We conclude that our behavioral protocol failed to sufficiently capture aspects of LH. Future attempts at LH induction might consider going beyond manipulating action-outcome contingency alone since this approach can be confounded by outcome predictability rather than being sensitive to controllability per se (34–36). In addition, manipulating reward/loss frequency more intensively should be considered since this feature was found to be more potent than contingency manipulation in reducing exploratory behavior in a different LH-induction paradigm (25).
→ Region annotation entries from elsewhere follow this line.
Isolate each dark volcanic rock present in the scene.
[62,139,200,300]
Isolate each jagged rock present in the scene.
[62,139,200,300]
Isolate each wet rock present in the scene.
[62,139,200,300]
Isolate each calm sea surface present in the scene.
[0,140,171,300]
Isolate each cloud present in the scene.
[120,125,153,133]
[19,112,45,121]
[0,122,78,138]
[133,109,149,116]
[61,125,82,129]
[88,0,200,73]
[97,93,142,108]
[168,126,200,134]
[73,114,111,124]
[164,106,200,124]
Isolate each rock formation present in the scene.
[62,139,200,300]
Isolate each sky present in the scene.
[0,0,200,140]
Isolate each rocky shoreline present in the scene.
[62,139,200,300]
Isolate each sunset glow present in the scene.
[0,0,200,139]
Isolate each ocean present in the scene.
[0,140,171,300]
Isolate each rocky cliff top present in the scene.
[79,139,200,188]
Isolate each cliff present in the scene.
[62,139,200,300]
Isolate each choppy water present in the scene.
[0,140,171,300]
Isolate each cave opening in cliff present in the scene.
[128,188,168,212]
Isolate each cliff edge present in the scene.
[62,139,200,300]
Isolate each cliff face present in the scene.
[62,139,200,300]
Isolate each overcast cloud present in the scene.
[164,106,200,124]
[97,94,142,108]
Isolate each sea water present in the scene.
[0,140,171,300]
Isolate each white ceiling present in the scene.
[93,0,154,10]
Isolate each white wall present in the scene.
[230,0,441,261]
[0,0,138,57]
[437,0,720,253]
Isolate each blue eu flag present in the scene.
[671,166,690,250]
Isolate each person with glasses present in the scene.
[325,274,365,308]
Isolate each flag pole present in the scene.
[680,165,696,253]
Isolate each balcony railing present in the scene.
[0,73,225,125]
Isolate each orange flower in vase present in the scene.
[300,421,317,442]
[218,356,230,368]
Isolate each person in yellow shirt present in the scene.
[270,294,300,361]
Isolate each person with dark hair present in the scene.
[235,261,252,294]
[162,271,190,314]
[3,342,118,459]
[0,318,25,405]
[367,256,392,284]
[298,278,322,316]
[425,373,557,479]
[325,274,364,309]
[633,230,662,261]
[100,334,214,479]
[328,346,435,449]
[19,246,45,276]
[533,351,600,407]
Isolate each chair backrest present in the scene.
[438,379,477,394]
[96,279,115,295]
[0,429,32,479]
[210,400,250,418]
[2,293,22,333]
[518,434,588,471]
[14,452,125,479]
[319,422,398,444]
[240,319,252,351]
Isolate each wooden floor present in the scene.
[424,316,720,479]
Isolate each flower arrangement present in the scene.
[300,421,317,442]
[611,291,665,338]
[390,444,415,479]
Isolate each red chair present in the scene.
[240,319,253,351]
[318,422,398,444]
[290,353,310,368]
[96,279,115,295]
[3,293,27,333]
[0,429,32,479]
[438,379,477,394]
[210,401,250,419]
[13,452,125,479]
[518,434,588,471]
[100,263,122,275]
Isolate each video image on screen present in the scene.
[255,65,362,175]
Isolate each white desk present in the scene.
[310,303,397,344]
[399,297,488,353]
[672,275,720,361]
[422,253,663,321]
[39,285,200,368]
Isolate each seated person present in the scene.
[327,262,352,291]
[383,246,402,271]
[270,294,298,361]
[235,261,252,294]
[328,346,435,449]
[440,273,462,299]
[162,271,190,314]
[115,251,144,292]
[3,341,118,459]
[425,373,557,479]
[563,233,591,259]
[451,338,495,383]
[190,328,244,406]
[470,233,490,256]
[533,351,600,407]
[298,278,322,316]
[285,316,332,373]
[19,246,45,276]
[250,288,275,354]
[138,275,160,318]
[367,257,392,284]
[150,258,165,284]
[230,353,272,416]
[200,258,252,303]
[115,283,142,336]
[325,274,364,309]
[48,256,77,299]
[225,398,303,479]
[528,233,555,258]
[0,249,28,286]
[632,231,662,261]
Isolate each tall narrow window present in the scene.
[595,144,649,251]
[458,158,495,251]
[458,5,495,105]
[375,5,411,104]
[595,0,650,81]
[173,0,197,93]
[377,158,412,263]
4.2. HD-tDCS above the mPFC/dACC induces LH-like behavior during and following low outcome controllability

Our key finding is that active HD-tDCS led to a stronger Pavlovian bias during and following manipulations of outcome controllability. While we expected this effect to be in the other direction (i.e., active stimulation reduces PB), our result points to a role of mPFC/dACC in dynamic adjustments of choice strategies during RL (37). In line with this argument, mPFC/dACC and related network structures, such as the caudate nucleus and the posterior parietal cortex, have been implied in the parsing of action-outcome contingency (38).

Apart from an increase in PB during and after the loss of control, active HD-tDCS led to a reduced go-bias, which is of particular interest, since both enhanced PB and reduced go-bias have been previously linked to LH (10, 14, 15). In a previous study with a pairwise controllability manipulation schedule (yoking) but using exactly the same HD-tDCS protocol, the authors reported better overall response accuracy following HD-tDCS when control over feedbacks was regained (26). In the current study, task performance was not affected, perhaps compensated for by an increase in exploration (higher temperature). The model-based analysis further showed a stable, relatively low learning rate when control was regained. In other words, the participants showed less active behavior and were slower at incorporating new information, which is in accordance with the notion that active HD-tDCS promoted LH-like behavior.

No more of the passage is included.